The fit of the bootstrap and other competing models was assessed and compared using Hosmer-Lemeshow goodness-of-fit tests,9 comparisons of the area under the receiver operating characteristic (ROC) curves,10,11 and, in the case of nested models, likelihood ratio tests. A nonsignificant result on the Hosmer-Lemeshow goodness-of-fit test indicates a good fit of the model. The area under the ROC curve is a summary measure of the model’s predictive value and is based on sensitivity and specificity. Sensitivity and specificity are preferred, particularly in case-control studies, because they are not dependent upon the prevalence rate of disease in the sample, in contrast to positive and negative predictive values.
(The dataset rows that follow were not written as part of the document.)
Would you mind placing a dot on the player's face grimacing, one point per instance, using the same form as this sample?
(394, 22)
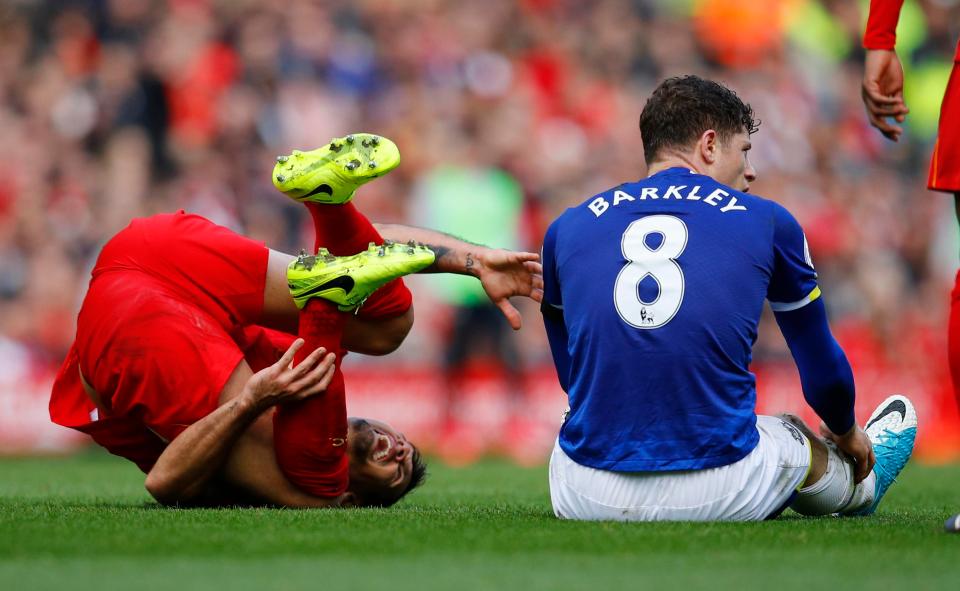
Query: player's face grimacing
(382, 462)
(732, 165)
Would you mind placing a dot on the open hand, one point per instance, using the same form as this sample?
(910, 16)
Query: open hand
(883, 91)
(284, 382)
(504, 274)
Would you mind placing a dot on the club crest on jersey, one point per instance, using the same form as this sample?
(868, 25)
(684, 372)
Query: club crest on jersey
(600, 205)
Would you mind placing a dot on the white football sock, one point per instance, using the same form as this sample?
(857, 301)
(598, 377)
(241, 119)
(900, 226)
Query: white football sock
(834, 492)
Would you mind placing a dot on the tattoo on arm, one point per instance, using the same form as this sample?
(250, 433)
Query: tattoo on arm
(468, 266)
The area under the ROC curve can range from zero to one, with values close to one indicating better predictability and values close to 0.5 indicating what would be expected purely by chance with no predictive ability. P values for the area under ROC curves refer to whether the area is significantly greater than 0.5, whereas P values for comparing two areas under ROC curves refer to whether the difference between the two curves is zero.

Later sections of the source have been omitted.